The political climate had also changed significantly. The fall of the Berlin Wall in 1989 catapulted the West into a new age of relative security following the paranoia and threat that saturated the Cold War era. 

As Alex West outlines in her brilliant 2018 book ‘The 1990s Teen Horror Cycle: Final Girls and a New Hollywood Formula’:

“The ideology and trends of the 1990s are what separates these films from the teen-oriented horror films that came before them, but this very ideology is what keeps these films in dialogue with the rest of the horror genre. The 1990s Teen Horror Cycle articulates the fears and concerns of an America which, for the first time in decades, was seemingly free of a major international conflict and was beginning to look at the horror within its own borders.”

Consumption of entertainment was on a high, with teenagers having had approximately 30 years to build a cache of media that had been made specifically for them since their emergence – and subsequent rebellion – in the early 1950s/60s. Teens’ cultural economy was powerful, and increasing opportunities and disposable income led some in society to see them as an increasing threat to the status quo. After the horror films in the 70s and 80s often focussed on deranged adults as killers, suddenly in this time of relative international peace, the threat was coming from within and from society’s youth.

Pop culture was also taking more of a central stage and America was feeling confident and able to stretch its legs a little. Nostalgia started to become more appealing as filmmakers felt the space to luxuriate in revising the art that had inspired them, rather than feeling the need to constantly reflect the troubling times they lived in. 

Desperate to keep up with current trends, the big slasher franchises began losing their way. It makes sense that a new era was on the horizon to resurrect the bloated corpse of existing properties unable to entice new audiences with their own offerings.

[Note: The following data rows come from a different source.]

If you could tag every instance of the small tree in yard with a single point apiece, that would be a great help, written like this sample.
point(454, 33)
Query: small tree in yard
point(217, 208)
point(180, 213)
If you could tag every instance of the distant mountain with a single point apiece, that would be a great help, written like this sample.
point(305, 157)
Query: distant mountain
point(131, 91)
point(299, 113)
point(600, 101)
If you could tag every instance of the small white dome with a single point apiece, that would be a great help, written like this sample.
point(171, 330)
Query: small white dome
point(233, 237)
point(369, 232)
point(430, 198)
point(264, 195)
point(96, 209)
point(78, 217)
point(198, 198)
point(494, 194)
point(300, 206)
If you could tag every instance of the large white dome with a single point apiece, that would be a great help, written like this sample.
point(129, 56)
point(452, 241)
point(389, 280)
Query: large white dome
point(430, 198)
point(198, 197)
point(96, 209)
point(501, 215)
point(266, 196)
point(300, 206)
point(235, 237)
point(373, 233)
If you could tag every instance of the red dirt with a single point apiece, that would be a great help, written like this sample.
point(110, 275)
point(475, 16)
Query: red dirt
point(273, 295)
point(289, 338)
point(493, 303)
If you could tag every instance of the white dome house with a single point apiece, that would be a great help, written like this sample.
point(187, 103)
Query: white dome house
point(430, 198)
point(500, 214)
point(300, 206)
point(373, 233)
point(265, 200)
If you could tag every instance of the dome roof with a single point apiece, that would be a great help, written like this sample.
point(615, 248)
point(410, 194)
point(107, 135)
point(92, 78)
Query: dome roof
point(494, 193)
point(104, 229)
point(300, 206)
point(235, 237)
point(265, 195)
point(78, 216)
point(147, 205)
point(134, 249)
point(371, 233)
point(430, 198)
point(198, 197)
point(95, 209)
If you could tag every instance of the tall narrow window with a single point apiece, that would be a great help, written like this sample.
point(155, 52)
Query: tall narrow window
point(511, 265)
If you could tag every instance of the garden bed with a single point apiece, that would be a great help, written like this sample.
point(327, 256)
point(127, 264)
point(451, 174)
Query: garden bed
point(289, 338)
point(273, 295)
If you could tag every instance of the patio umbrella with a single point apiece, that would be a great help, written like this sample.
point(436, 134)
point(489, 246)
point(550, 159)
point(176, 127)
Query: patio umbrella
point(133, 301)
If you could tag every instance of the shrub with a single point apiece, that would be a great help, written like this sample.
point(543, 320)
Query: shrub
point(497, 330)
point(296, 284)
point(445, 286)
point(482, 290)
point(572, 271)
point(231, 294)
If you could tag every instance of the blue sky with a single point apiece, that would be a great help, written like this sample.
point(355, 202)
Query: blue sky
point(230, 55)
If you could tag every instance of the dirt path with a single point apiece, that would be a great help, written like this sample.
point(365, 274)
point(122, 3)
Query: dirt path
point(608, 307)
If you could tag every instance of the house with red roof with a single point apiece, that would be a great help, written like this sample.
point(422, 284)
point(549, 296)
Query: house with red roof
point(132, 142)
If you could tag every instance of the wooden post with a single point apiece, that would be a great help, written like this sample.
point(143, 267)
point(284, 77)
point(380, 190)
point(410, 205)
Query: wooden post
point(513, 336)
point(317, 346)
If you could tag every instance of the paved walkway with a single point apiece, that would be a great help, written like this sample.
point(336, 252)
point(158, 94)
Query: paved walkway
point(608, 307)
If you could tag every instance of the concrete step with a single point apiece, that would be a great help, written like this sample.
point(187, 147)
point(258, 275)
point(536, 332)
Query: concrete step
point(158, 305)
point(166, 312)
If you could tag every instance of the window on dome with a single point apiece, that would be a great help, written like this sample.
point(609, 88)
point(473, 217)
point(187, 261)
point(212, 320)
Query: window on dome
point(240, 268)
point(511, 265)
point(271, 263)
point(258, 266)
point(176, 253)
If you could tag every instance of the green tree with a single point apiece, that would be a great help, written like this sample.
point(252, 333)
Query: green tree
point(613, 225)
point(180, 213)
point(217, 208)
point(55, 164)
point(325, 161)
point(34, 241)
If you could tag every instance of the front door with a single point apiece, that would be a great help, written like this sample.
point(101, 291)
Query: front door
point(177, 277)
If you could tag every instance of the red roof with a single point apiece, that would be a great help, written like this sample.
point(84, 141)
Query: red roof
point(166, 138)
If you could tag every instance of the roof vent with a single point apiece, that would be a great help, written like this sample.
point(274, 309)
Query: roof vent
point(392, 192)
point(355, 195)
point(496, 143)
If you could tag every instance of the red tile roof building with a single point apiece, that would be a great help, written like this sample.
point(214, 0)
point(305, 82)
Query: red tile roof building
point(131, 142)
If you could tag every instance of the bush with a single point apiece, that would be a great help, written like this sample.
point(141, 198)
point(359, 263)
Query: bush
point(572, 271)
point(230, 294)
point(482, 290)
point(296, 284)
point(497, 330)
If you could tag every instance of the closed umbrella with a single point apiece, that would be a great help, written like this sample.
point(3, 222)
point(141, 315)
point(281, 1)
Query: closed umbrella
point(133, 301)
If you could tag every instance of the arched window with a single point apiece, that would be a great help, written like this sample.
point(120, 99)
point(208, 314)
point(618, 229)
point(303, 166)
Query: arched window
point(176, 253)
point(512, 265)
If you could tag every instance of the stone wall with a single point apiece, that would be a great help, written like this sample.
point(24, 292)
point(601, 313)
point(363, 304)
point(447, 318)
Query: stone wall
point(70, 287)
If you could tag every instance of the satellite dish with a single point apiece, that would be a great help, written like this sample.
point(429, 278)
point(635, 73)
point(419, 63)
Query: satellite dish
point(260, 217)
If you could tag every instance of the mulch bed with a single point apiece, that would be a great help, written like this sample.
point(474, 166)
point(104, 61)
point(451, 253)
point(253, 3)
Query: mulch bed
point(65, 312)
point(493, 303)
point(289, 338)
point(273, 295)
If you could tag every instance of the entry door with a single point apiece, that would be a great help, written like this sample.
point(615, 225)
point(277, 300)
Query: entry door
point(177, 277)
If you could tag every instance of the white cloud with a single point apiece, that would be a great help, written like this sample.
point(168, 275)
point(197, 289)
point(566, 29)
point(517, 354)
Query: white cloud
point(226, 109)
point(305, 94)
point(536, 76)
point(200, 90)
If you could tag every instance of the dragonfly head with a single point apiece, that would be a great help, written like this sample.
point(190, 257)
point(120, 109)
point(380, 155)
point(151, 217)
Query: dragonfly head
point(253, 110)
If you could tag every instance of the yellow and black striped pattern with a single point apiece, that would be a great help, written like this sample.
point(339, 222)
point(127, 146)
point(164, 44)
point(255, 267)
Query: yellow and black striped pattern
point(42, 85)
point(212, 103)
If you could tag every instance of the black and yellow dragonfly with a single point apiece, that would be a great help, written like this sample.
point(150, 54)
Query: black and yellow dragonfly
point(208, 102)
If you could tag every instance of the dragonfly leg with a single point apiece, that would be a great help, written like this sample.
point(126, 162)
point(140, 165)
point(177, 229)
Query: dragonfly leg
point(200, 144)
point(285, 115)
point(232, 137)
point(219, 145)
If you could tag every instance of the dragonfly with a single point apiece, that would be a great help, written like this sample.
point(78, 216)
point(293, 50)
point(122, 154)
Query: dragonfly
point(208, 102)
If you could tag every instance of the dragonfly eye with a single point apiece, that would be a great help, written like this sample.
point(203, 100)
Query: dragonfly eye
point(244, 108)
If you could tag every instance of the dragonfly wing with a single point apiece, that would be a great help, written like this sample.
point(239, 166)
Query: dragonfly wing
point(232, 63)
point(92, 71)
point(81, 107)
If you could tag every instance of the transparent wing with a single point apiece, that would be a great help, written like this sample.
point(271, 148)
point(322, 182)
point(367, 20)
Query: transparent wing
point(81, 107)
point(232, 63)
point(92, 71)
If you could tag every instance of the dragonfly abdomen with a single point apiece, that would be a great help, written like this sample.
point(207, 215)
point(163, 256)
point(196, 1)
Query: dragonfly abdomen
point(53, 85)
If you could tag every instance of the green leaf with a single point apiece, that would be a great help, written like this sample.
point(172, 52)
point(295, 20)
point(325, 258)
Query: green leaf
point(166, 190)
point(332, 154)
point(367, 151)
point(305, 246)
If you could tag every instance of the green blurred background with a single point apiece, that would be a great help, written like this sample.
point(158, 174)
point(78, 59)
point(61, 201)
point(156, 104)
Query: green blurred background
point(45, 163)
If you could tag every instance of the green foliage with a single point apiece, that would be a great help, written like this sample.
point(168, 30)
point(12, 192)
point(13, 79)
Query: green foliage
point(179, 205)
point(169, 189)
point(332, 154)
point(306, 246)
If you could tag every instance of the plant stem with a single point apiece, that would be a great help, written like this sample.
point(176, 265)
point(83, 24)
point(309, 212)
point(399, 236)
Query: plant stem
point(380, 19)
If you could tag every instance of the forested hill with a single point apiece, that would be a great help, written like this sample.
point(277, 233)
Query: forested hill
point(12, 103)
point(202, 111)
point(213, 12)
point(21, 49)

Freddy’s Dead: The Final Nightmare (1991, dir. Rachel Talalay) has Freddy at peak camp, all his original terror diminished as he turns the teens into video game characters and pizza toppings. Calling the film the ‘Final’ anything perhaps had audiences guessing at the stakes, but there were two more iterations of Robert Englund’s Freddy Krueger still to come. Pop culture-wise, Freddy’s Dead is right up there with some of the most cringe-worthy attempts to remain interesting, featuring cameos from Rosanne Barr and previous Elm Street star Johnny Depp in his ‘this is your brain on drugs’ commercial, and a Twin Peaks reference, but it feels like nothing more than zeitgeist exploitation.

Jason Goes to Hell: The Final Friday (1993, dir. Adam Marcus) is the perfect example of a previously boundary-pushing genre franchise running out of steam. It looks crap, scrapes the bottom of the barrel in terms of gratuitous nudity and, in true late-sequel style, resorts to giving Jason more backstory than the audience wants or cares about. But it does end with the ultimate horror cameo with Freddy Krueger himself appearing in the final moments – ahead of the much-delayed Freddy vs. Jason which finally saw the light of day in 2003.

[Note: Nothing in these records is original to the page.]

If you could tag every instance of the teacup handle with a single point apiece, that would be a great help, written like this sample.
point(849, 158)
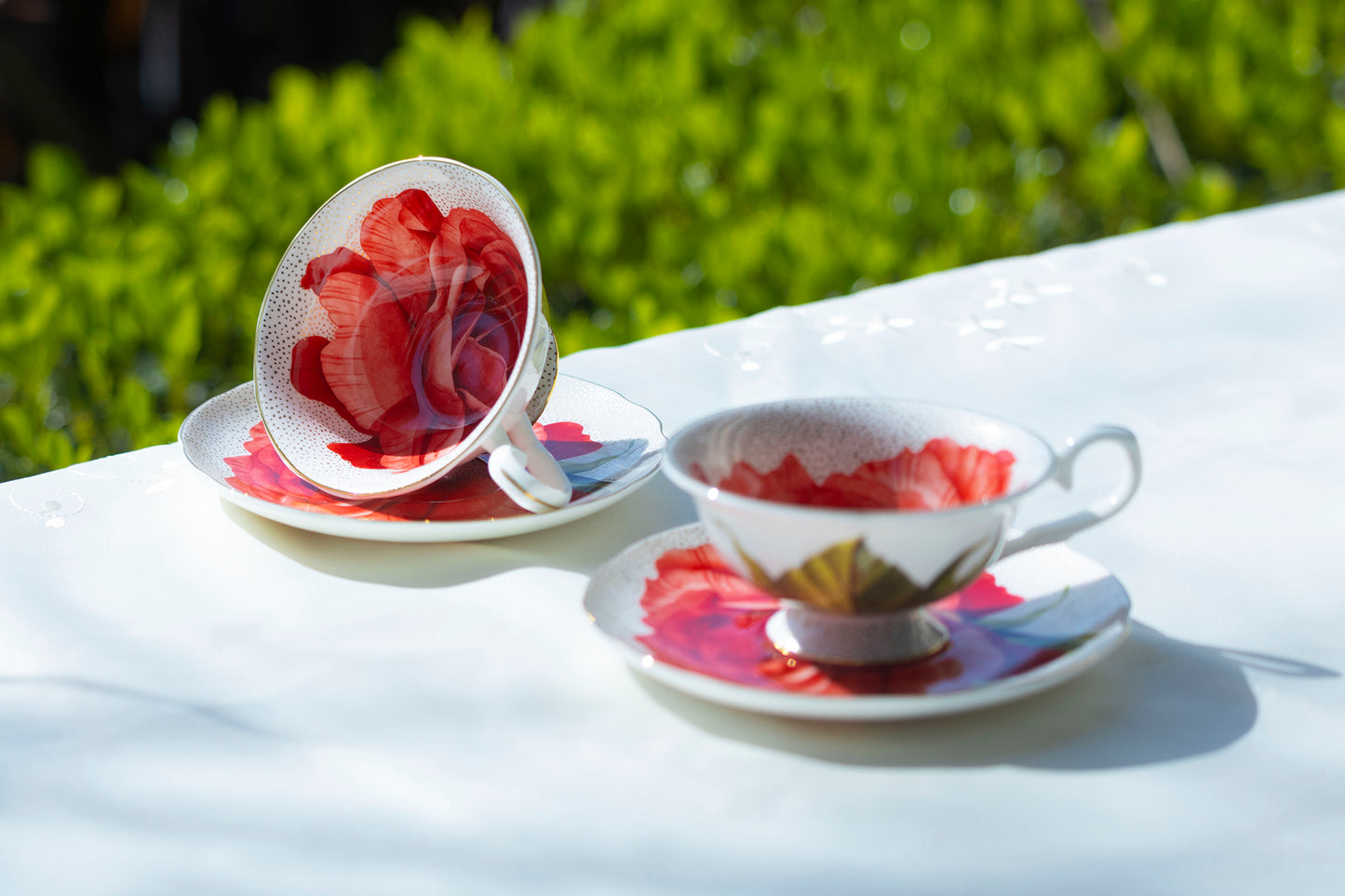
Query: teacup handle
point(526, 471)
point(1064, 475)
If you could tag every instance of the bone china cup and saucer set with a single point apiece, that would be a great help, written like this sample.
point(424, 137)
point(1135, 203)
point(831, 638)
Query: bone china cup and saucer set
point(854, 557)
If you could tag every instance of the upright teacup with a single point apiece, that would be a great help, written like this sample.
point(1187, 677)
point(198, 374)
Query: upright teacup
point(404, 334)
point(860, 512)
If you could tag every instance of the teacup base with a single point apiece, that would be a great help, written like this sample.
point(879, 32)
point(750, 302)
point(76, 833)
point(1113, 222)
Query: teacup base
point(801, 631)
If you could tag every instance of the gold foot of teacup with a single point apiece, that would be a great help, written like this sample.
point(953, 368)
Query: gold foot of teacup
point(801, 631)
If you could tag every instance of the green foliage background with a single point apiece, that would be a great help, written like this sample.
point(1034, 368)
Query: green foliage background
point(680, 162)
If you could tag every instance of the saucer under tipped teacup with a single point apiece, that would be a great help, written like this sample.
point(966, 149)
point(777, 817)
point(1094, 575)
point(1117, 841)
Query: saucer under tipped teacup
point(404, 334)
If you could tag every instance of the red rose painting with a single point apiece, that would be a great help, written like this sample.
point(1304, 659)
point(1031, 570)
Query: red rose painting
point(468, 492)
point(429, 326)
point(705, 618)
point(943, 474)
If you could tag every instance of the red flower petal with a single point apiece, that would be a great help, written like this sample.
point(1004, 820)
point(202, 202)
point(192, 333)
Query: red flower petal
point(339, 261)
point(397, 234)
point(366, 364)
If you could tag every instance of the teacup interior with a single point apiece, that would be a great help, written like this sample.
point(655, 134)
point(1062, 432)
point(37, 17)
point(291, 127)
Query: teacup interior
point(787, 451)
point(360, 341)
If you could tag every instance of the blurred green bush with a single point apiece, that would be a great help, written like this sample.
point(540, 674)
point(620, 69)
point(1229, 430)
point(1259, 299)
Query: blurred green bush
point(680, 162)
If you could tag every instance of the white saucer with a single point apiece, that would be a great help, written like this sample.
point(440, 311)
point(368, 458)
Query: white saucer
point(680, 616)
point(223, 440)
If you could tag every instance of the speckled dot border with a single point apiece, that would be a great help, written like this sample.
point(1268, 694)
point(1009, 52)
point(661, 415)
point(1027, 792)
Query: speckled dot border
point(302, 428)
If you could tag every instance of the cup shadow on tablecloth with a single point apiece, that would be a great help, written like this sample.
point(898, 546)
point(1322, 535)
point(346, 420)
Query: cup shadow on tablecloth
point(581, 545)
point(1154, 700)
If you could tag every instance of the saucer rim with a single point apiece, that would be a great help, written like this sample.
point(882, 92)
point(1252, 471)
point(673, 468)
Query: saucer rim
point(861, 706)
point(435, 530)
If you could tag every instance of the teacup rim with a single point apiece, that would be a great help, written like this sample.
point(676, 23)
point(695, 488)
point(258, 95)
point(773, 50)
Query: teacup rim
point(436, 468)
point(689, 483)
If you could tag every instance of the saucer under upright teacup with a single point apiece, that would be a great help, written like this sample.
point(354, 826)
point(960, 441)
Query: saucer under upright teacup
point(857, 513)
point(404, 334)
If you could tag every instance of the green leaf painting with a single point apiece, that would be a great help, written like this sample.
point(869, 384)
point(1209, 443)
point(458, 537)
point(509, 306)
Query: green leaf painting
point(850, 579)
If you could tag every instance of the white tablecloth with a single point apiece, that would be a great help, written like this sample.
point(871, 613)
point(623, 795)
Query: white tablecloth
point(194, 700)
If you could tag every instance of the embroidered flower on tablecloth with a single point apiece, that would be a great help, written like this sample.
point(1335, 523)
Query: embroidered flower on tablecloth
point(429, 326)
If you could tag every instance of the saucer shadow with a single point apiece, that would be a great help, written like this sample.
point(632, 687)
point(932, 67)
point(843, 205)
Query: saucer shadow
point(1154, 700)
point(580, 546)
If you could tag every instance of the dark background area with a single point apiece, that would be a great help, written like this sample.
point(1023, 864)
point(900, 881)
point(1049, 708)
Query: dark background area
point(108, 78)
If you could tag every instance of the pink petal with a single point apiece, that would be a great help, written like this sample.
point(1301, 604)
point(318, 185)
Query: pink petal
point(397, 235)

Falling unfortunately in the gap between the original slasher boom and Scream’s reinvigoration of the subgenre, Halloween: The Curse of Michael Myers (1995, dir. Joe Chappelle) is an odd instalment of arguably the definitive slasher property. As Alex West puts it:

“The franchise landed with Dimension Films in the early 1990s [leading to] the utterly bizarre sixth film in the series, Halloween: The Curse of Michael Myers. At this point, the mythology surrounding Michael Myers now involved a Druid cult, a Man in Black, green goo and a very young Paul Rudd. In short, the film was miles, if not oceans, away from the creeping sinister dread that made the first film so effective.”

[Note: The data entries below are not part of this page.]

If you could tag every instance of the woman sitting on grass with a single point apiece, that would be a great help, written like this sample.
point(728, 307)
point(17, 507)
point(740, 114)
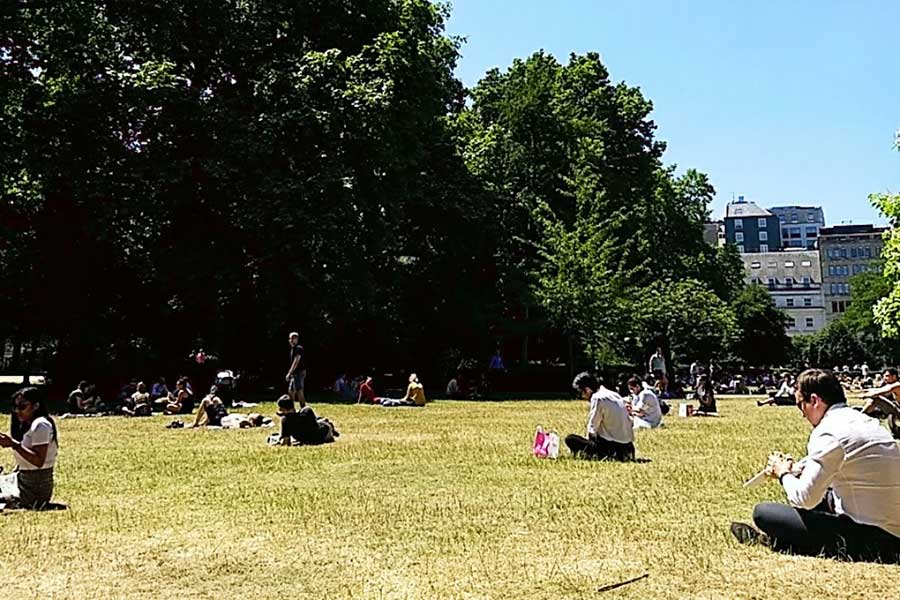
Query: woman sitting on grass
point(211, 410)
point(182, 401)
point(415, 395)
point(139, 403)
point(706, 397)
point(303, 428)
point(33, 439)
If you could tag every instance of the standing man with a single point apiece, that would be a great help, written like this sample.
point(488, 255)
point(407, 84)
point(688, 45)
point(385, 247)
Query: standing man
point(844, 496)
point(296, 376)
point(609, 429)
point(657, 362)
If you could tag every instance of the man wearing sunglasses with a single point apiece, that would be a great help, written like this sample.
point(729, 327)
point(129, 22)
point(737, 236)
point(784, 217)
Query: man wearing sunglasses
point(845, 494)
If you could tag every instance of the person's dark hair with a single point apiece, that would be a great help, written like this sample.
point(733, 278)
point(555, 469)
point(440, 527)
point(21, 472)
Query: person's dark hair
point(822, 383)
point(285, 403)
point(585, 380)
point(32, 395)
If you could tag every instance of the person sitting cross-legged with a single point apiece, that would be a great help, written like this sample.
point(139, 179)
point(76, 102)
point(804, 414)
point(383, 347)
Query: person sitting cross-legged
point(609, 429)
point(645, 409)
point(844, 495)
point(303, 428)
point(415, 395)
point(211, 410)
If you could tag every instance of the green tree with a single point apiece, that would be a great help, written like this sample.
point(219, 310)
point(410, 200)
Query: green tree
point(761, 338)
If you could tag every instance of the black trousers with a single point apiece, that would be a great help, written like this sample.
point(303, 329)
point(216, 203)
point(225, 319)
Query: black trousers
point(818, 531)
point(598, 448)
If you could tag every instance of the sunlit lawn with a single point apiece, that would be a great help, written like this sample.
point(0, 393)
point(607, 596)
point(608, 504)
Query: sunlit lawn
point(444, 502)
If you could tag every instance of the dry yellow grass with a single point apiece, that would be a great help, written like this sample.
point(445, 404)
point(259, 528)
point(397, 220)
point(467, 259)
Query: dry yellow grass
point(443, 502)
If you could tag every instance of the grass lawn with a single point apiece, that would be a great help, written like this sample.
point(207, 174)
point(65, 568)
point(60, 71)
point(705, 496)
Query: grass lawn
point(444, 502)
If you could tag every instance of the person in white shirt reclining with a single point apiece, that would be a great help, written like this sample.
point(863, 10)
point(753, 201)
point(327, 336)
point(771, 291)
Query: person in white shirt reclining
point(845, 494)
point(609, 429)
point(646, 412)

Audiences were largely over Halloween as a property and horror was generally in a bit of a slump. Following the death of long-standing cast member – and icon – Donald Pleasance, and cynical reviews from critics, it was time to start fresh.

The Slash-naissance

And so the scene was set for a new wave of slashers to dominate. Enter teen-led, studio-glossy, meta hark-backs that used their predecessors as specific cultural touchstones – and wove them into their narratives as plot points, including making the teens themselves the killers.

In 1996, following his ahead-of-its-time exploration of meta horror storytelling with New Nightmare (1994), Wes Craven took up the gauntlet and gave us Scream (1996). At his side was Kevin Willamson, whose flowery, knowing, melodramatic teen dialogue suffuses the decade’s slashers with their own language. This era was definitely more… chatty than its older cousins.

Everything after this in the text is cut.